R: Compute normalized mean squared prediction error based on...

MSPE {growfunctions}

R Documentation

Compute normalized mean squared prediction error based on accuracy to impute missing data values

Description

Uses as input the output object from the gpdpgrow() and gmrfdpgrow() functions.

Usage

MSPE(object, y_true, pos)

Arguments

`object`	A `gpdpgrow` or `gmrfdpgrow` object.
`y_true`	An `N x T` numeric matrix of test set values.
`pos`	An `N x T` matrix with all entries either `0` or `1`, where a `1` indexes a missing entry or test point in `y_true`.

Value

A list object containing various MSPE fit statistics that measure the accuracy of of predicting the values in y_true indexed by pos.

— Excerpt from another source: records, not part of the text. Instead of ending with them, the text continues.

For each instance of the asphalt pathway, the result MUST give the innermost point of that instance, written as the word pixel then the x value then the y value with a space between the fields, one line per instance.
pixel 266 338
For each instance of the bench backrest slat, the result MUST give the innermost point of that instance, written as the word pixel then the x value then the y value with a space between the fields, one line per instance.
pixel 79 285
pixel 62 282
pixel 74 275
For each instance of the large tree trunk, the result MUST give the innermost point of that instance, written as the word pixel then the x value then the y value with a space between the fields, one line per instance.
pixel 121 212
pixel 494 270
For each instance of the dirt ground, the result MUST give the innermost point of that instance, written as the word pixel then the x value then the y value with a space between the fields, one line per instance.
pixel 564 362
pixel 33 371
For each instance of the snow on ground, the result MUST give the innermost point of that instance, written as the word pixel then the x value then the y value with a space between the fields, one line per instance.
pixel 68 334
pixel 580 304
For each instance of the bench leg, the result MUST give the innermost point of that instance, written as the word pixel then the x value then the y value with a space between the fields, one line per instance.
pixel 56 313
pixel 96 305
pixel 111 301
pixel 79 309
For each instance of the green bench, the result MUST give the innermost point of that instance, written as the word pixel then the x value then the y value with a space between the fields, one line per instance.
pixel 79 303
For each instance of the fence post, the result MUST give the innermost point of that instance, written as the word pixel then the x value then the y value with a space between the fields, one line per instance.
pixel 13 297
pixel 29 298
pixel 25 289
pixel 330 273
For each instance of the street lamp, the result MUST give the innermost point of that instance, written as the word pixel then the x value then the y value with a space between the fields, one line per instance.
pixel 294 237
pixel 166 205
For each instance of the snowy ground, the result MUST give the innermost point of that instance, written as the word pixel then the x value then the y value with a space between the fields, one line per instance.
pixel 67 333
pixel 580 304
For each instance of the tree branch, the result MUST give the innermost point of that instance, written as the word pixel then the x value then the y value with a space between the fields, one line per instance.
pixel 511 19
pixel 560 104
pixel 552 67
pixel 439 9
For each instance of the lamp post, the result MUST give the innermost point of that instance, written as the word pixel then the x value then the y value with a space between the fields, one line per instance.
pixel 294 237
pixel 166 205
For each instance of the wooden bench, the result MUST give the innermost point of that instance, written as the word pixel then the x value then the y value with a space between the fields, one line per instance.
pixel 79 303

`SSE`	Sum of squared errors based on full `N x T`, `y_true - y_hat`.
`MSE`	Mean squared error computed from `SSE`.
`RMSE`	Square root of `MSE`.
`SSPE`	Sum of squared prediction error based on missing values.
`MSPE`	Mean squared prediction error based on missing values.
`nMSPE`	Mean squared prediction error based on missing values that is normalized by the variance of the test observations to produce a value in `[0,1]`.
`RMSPE`	Square root of `MSPE`.

Author(s)

Terrance Savitsky tds151@gmail.com

Examples

{
library(growfunctions)

## load the monthly employment count data for a collection of 
## U.S. states from the Current 
## Population Survey (cps)
data(cps)
## subselect the columns of N x T, y, associated with 
## the years 2009 - 2013
## to examine the state level employment 
## levels during the "great recession"
y_short   <- cps$y[,(cps$yr_label %in% c(2009:2013))]

## dimensions
T         <- ncol(y_short)  ## time points per unit
N         <- nrow(y_short)  ## number of units

## Demonstrate estimation of intermittent missing data 
## from posterior predictive distribution by randomly
## selecting 10 percent of entries in y_short and 
## setting them to NA.

## randomly assign missing positions in y.
## assume every unit has equal number of 
## missing positions
## randomly select number of missing 
## observations for each unit
m_factor  <- .1
M         <- floor(m_factor*N*T)
m_vec     <- rep(floor(M/N),N)
if( sum(m_vec) < M )
{
    m_left              <- M - sum(m_vec)
    pos_i               <- sample(1:N, m_left, 
                                replace = FALSE)
     m_vec[pos_i]        <- m_vec[pos_i] + 1
} # end conditional statement on whether all 
  # missing cells allocated
  # randomly select missing 
  # positions for each unit
pos       <- matrix(0,N,T)
for( i in 1:N )
{
    sel_ij              <- sample(3:(T-3), m_vec[i], 
                           replace = FALSE) 
                           ## avoid edge effects
    pos[i,sel_ij]       <- 1
}

## configure N x T matrix, y_obs, with 10 percent missing 
## observations (filled with NA)
## to use for sampling.  Entries in y_short 
## that are set to missing (NA) are
## determined by entries of "1" in the 
## N x T matrix, pos.
y_obs               <- y_short
y_obs[pos == 1]     <- NA       

## Conduct dependent GP model estimation under 
## missing observations in y_obs.
## We illustrate the ability to have multiple 
## function or covariance terms
## by seting gp_cov = c("se","sn"), which indicates 
## the first term is a
## squared exponential ("se") trend covariance term 
## and the "sn" is a seasonality
## term.  The setting, sn_order = 4, indicates the 
## length scale of the seasonality
## term is 4 month.  The season term is actually 
## "quasi" seasonal, in that the
## seasonal covariance kernel is multiplied by a 
## squared exponential, which allows
## the pattern of seasonality to evolve over time.
res_gp_2               <- gpdpgrow(y = y_obs, 
                                  gp_cov=c("se","sn"), 
                                  sn_order = 4, 
                                  n.iter = 10, 
                                  n.burn = 4, 
                                  n.thin = 1, 
                                  n.tune = 0) 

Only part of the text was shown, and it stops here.